Re: Weird test mixup - Mailing list pgsql-hackers

From Michael Paquier
Subject Re: Weird test mixup
Date
Msg-id ZjNAUN5Hek-MyVWv@paquier.xyz
Whole thread Raw
In response to Re: Weird test mixup  (Noah Misch <noah@leadboat.com>)
Responses Re: Weird test mixup
Re: Weird test mixup
List pgsql-hackers
On Wed, May 01, 2024 at 04:12:14PM -0700, Noah Misch wrote:
> While writing an injection point test, I encountered a variant of the race
> condition that f4083c4 fixed.  It had three sessions and this sequence of
> events:
>
> s1: local-attach to POINT
> s2: enter InjectionPointRun(POINT), yield CPU just before injection_callback()
> s3: detach POINT, deleting the InjectionPointCondition record
> s2: wake up and run POINT as though it had been non-local

Fun.  One thing I would ask is why it makes sense to be able to detach
a local point from a different session than the one who defined it as
local.  Shouldn't the operation of s3 be restricted rather than
authorized as a safety measure, instead?

> On Sat, Mar 16, 2024 at 08:40:21AM +0900, Michael Paquier wrote:
>> On Fri, Mar 15, 2024 at 11:23:31AM +0200, Heikki Linnakangas wrote:
>>> Wrt. the spinlock and shared memory handling, I think this would be simpler
>>> if you could pass some payload in the InjectionPointAttach() call, which
>>> would be passed back to the callback function:
>>>
>>> In this case, the payload would be the "slot index" in shared memory.
>>>
>>> Or perhaps always allocate, say, 1024 bytes of working area for every
>>> attached injection point that the test module can use any way it wants. Like
>>> for storing extra conditions, or for the wakeup counter stuff in
>>> injection_wait().

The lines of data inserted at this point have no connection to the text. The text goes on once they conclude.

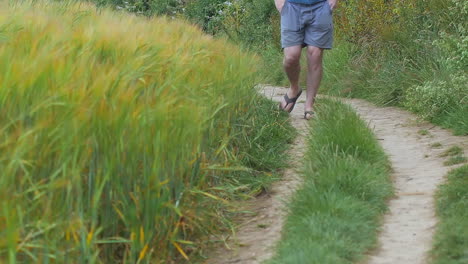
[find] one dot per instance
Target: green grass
(451, 238)
(334, 217)
(124, 138)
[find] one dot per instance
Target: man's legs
(314, 76)
(292, 67)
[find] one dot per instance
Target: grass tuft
(451, 238)
(334, 217)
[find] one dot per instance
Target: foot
(308, 115)
(289, 100)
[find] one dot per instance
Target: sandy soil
(257, 236)
(418, 169)
(408, 227)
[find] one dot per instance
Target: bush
(438, 97)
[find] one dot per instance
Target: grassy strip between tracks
(335, 216)
(451, 239)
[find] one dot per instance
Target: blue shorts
(307, 25)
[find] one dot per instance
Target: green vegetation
(252, 24)
(123, 139)
(451, 239)
(335, 215)
(404, 53)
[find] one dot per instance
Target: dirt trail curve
(418, 169)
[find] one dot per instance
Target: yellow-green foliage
(111, 126)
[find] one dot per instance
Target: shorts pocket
(324, 17)
(289, 18)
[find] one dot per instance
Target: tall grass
(121, 137)
(416, 60)
(451, 239)
(335, 215)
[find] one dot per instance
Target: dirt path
(257, 236)
(418, 169)
(408, 228)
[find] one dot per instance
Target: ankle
(294, 90)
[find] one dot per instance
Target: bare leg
(292, 67)
(314, 76)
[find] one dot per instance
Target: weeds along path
(414, 149)
(257, 235)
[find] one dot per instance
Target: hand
(332, 4)
(279, 4)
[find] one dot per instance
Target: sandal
(290, 101)
(311, 113)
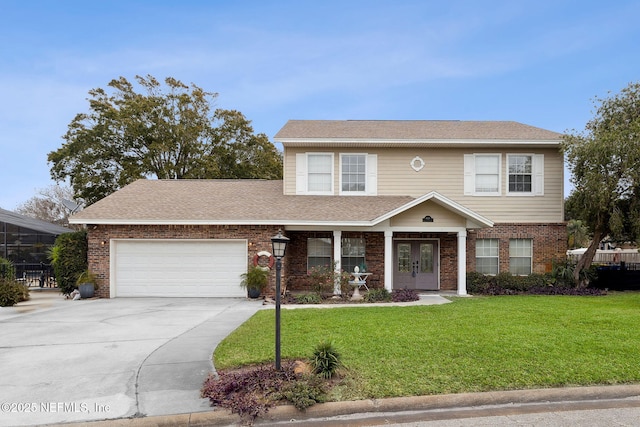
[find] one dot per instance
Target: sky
(540, 62)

A fixed size working area is a little crude, but would be
>>> very handy in practice.
>
> That would be one good way to solve it.  (Storing a slot index has the same
> race condition, but it fixes the race to store a struct containing the PID.)
>
> The best alternative I see is to keep an InjectionPointCondition forever after
> creating it.  Give it a "bool valid" field that we set on detach.  I don't see
> a major reason to prefer one of these over the other.  One puts a negligible
> amount of memory pressure on the main segment, but it simplifies the module
> code.  I lean toward the "1024 bytes of working area" idea.  Other ideas or
> opinions?

If more state data is needed, the fixed area injection_point.c would
be better.  Still, I am not sure that this is required here, either.

> Separately, injection_points_cleanup() breaks the rules by calling
> InjectionPointDetach() while holding a spinlock.  The latter has an
> elog(ERROR), and reaching that elog(ERROR) leaves a stuck spinlock.  I haven't
> given as much thought to solutions for this one.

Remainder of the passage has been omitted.